An innovative approach improves oral feeding problems among infants.
According to American Academy of Pediatrics guidelines, in order for premature infants to be discharged from the hospital, they must establish safe oral feeding methods. The prevalence of feeding problems in once-premature infants is twice that of full-term infants and often prolongs hospitalization for these babies. Infants who fail to gain skills necessary to feed orally often receive gastrostomy tubes, tubes placed within a baby's stomach through which he/she can receive nutrition. For the first year, home gastrostomy feeding methods cost nearly $47,000.
The study, appearing in the Journal of Pediatric Gastroenterology and Nutrition, details outcomes for 100 neonatal intensive care unit (NICU) infants referred to the Neonatal and Infant Feeding Disorders Program at Nationwide Children's for a feeding strategy in an effort to avoid gastrostomy placement. Their feeding capabilities were detailed at birth, at the time of feeding evaluation, at discharge and at 1 year of age.

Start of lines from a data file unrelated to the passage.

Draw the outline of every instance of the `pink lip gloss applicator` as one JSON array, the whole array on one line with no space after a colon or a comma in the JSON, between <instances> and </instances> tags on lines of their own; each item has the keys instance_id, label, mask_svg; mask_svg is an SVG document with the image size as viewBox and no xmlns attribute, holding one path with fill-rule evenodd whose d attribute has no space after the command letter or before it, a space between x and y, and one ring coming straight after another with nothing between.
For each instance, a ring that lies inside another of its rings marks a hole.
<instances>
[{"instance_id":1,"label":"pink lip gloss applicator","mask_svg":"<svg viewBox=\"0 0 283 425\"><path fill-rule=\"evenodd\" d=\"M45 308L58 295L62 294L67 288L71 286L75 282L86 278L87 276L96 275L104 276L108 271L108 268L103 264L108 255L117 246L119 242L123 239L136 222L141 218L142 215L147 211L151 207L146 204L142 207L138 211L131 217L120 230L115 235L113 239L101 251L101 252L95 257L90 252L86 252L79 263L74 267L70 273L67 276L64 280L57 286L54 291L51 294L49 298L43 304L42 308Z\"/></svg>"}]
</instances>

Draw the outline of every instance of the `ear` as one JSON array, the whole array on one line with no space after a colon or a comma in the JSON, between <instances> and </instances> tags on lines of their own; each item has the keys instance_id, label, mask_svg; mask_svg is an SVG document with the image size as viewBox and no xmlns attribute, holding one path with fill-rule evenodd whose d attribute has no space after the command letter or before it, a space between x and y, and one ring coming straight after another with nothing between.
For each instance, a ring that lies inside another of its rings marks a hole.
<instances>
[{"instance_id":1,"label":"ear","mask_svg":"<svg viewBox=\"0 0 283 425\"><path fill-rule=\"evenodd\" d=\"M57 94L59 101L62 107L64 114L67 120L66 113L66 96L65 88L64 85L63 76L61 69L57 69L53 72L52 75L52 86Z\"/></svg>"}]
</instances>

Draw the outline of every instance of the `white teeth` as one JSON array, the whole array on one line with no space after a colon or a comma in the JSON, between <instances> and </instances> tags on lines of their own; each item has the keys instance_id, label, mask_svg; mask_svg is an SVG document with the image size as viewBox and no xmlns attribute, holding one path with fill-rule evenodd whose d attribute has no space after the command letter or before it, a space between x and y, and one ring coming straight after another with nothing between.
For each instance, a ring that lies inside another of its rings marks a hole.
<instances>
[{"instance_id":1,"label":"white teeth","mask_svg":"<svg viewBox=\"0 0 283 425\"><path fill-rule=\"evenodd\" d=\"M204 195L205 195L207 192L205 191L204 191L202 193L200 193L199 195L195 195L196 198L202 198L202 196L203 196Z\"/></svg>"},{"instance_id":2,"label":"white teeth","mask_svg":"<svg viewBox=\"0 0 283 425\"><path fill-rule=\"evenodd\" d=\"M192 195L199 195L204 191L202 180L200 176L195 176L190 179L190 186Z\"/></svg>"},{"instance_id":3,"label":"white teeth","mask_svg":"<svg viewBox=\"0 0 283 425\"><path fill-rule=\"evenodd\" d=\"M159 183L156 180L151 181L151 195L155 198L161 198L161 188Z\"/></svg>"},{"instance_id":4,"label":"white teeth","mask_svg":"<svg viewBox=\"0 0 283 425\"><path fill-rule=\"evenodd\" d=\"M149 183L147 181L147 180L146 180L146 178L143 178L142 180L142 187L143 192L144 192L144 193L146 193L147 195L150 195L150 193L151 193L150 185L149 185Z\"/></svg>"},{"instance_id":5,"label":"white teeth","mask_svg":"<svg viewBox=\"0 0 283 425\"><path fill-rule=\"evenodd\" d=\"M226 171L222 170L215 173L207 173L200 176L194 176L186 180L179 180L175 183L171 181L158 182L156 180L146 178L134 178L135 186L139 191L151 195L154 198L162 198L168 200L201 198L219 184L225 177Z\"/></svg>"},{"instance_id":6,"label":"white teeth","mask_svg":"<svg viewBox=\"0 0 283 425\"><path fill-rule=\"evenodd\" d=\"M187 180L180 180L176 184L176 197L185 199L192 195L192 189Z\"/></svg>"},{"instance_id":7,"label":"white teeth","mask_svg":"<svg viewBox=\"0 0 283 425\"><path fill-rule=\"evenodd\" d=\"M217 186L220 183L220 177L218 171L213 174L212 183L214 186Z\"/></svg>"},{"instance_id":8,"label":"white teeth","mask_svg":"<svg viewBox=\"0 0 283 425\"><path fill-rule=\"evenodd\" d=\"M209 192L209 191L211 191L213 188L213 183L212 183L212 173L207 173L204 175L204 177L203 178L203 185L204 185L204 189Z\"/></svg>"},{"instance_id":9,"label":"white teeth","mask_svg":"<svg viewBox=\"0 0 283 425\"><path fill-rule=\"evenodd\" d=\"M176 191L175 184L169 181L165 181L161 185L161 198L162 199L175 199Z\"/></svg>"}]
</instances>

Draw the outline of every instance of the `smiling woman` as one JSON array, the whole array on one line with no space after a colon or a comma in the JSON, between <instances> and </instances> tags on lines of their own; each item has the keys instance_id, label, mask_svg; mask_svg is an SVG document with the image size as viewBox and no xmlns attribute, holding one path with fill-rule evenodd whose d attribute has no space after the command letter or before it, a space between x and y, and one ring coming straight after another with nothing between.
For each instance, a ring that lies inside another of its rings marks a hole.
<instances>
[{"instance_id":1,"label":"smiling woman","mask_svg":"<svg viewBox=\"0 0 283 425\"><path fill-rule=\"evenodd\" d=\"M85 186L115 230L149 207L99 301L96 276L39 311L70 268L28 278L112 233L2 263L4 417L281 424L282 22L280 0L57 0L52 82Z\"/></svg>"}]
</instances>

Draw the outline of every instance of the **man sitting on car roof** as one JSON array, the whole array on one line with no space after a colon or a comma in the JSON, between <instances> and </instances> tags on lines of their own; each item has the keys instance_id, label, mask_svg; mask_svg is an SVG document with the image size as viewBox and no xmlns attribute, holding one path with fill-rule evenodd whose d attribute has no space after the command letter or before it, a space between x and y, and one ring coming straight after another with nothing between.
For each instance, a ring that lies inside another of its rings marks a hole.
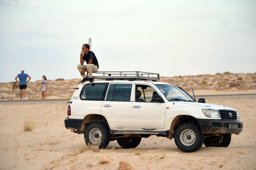
<instances>
[{"instance_id":1,"label":"man sitting on car roof","mask_svg":"<svg viewBox=\"0 0 256 170\"><path fill-rule=\"evenodd\" d=\"M89 80L90 81L90 84L92 84L94 81L92 77L92 72L98 71L99 69L98 60L93 52L90 51L89 44L83 44L82 47L82 51L81 51L81 54L80 54L81 64L77 65L77 69L82 77L83 78L80 83L82 83L85 81ZM87 65L83 65L85 61L87 63ZM86 71L89 73L89 79L86 77L86 76L84 74Z\"/></svg>"}]
</instances>

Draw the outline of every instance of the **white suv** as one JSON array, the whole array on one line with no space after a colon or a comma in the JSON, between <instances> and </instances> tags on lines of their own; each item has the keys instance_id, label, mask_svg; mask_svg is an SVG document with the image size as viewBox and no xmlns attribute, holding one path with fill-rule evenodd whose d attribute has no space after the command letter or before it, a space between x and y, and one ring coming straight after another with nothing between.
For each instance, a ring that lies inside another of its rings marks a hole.
<instances>
[{"instance_id":1,"label":"white suv","mask_svg":"<svg viewBox=\"0 0 256 170\"><path fill-rule=\"evenodd\" d=\"M102 76L94 78L103 80L78 85L65 120L67 129L84 134L87 144L104 148L116 140L123 148L134 148L142 137L156 135L174 137L179 148L191 152L203 143L227 147L231 134L243 130L237 110L205 104L204 99L197 102L180 87L157 82L159 74L97 73Z\"/></svg>"}]
</instances>

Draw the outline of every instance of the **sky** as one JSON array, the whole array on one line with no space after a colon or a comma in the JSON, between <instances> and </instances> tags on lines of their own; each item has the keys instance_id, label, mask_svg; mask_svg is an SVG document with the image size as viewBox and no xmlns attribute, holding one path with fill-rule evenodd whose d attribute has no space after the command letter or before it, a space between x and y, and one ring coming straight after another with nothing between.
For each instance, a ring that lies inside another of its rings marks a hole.
<instances>
[{"instance_id":1,"label":"sky","mask_svg":"<svg viewBox=\"0 0 256 170\"><path fill-rule=\"evenodd\" d=\"M256 1L0 0L0 82L82 77L92 39L99 71L160 76L256 72Z\"/></svg>"}]
</instances>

Because they received an individualized feeding strategy, 51 percent of these infants were feeding successfully upon discharge and 84 percent at 1 year of age. Even among the gastrostomy infants, the vast majority of patients went on to recover significant oral motor skills.
The integrated feeding strategy led to a higher feeding success than traditional methods. Of 50 infants who received conventional treatment in years prior to the Neonatal and Infant Feeding Disorders Program, 10 percent were feeding orally at discharge and 42 percent at 1 year of age.
"Being able to successfully develop feeding strategies for these infants provides them a greatly improved quality of life, improves parental satisfaction and leads to a reduced economic burden," said Sudarshan Jadcherla, MD, FRCPI, DCH, AGAF, Nationwide Children's Hospital neonatologist and principal investigator in the Center for Perinatal Research, medical director of the Neonatal and Infant Feeding Disorders Program at Nationwide Children's and lead author of the study. Among the 100 infants in this study, there was an estimated $3.8 million cost savings over one year - $2.1 million in savings from avoided gastrostomy tube placement, $1.7 million in savings because of earlier discharge from the hospital.
Dr. Jadcherla, also professor of Pediatrics at The Ohio State University College of Medicine and Public Health, says the strength of the feeding strategy described in this study lies in the fact that it is multidisciplinary, individualized and evidence-based. First, clinicians documented each infant's feeding difficulty symptoms and noted any underlying disease. Each infant underwent specialized pharyngo-esophageal manometry and swallow studies to evaluate the structure and function of his/her aerodigestive system. Further studies and input from a multidisciplinary team helped characterize the mechanisms of each infant's feeding difficulty and their symptoms. These findings were discussed with parents. An individualized feeding management strategy was developed for each infant with special emphasis on feeding mechanics, feeding methods, co-morbidities, nutrition and growth. Finally, nurses, feeding therapists and parents were educated on the baby's feeding plan.
"This is the first study to describe an innovative approach to diagnose feeding problems and implement management strategies to improve oral feeding outcomes at discharge and followed at 1-year, among complex NICU infants expected to receive gastrostomy tubes," said Dr. Jadcherla.